Azerbaijan’s banking regulator gave the country’s lenders a month to draw up plans to end what it described as chronic violations of prudential norms, promising to clamp down on those failing to meet requirements, according to a document seen by Bloomberg.
After 10 of 43 banks were already culled this year, the Financial Markets Supervisory Authority said in a letter sent to lenders on Aug. 15 that the industry continues to face significant risks and pressure because of the collapse in oil prices. It demanded that all the remaining banks come up with detailed plans by Sept. 15 to address the violations, saying it will show zero tolerance as it monitors their implementation.

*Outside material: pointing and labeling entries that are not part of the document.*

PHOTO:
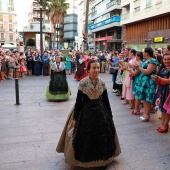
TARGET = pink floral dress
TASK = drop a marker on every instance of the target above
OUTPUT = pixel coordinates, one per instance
(166, 105)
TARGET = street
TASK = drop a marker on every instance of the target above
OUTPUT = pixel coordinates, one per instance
(29, 132)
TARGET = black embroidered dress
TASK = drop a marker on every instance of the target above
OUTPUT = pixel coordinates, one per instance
(94, 140)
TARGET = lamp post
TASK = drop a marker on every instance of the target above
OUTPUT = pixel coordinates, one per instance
(58, 28)
(41, 2)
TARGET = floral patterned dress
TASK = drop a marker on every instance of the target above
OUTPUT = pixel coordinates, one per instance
(145, 86)
(167, 104)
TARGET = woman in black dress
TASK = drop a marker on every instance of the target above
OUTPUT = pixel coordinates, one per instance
(94, 142)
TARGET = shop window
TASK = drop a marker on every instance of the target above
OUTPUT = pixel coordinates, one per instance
(10, 27)
(1, 17)
(10, 18)
(10, 37)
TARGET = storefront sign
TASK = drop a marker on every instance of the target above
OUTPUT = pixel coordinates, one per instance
(103, 38)
(108, 21)
(158, 39)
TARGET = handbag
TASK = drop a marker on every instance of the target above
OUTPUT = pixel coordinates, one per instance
(112, 71)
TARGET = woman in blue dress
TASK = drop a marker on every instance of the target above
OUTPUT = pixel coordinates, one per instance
(37, 64)
(145, 87)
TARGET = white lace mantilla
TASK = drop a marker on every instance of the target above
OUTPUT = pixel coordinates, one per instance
(58, 67)
(88, 88)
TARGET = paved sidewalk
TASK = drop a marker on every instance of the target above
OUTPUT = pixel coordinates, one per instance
(29, 132)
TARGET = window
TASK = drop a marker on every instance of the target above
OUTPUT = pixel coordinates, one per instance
(10, 18)
(137, 6)
(10, 36)
(11, 6)
(10, 27)
(148, 3)
(0, 5)
(1, 17)
(2, 36)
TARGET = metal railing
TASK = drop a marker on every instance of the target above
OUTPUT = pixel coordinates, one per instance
(115, 2)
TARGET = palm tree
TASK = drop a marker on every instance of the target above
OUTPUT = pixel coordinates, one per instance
(57, 9)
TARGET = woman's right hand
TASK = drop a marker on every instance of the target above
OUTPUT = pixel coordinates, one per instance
(74, 123)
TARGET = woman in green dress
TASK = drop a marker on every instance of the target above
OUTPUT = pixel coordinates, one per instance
(58, 88)
(145, 86)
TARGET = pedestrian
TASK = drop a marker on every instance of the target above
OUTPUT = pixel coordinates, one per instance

The largest oil producer in the former Soviet Union after Russia and Kazakhstan rushed to purge weak banks and consolidate the rest of the financial industry in mid-January amid a crisis sweeping the economy, revoking the licenses of six lenders in a matter of weeks. The Financial Markets Supervisory Authority, which was established in February to take over from the central bank as the banking regulator, resumed the cleanup last month, shuttering four more lenders to “reduce risks in the banking sector, ensure financial sustainability and increase trust.”
Rufat Abbasov, an adviser to the regulator’s chief, declined to comment on the letter. Rufat Aslanli, head of the authority, met the heads and shareholders of the banks on Wednesday, according to a statement. They discussed the situation in the banking industry and the economy as a whole, as well as new trends and “supervisory measures” by the regulator.
The banks that had their licenses revoked in July failed to “classify their assets in accordance with law” and “set aside sufficient reserves to prevent possible damages,” Aslanli said at the time. The lenders also weren’t meeting the minimum capital requirement and presented false reports about their activities, he said.
The industry’s flaws and lapses have emerged as a key vulnerability for the economy that endured two devaluations last year, which ignited a frenzy on the foreign-exchange market as savers fled manat deposits. The currency crisis and an economic contraction of 3 percent in the first seven months are putting further pressure on asset quality and margins. The share of dollar savings is now at almost 80 percent of the total, according to S&P Global Ratings.
The central bank burned through more than two-thirds of its reserves last year to support the national currency before shifting to a managed free float in December. The manat lost more than half its value against the dollar last year.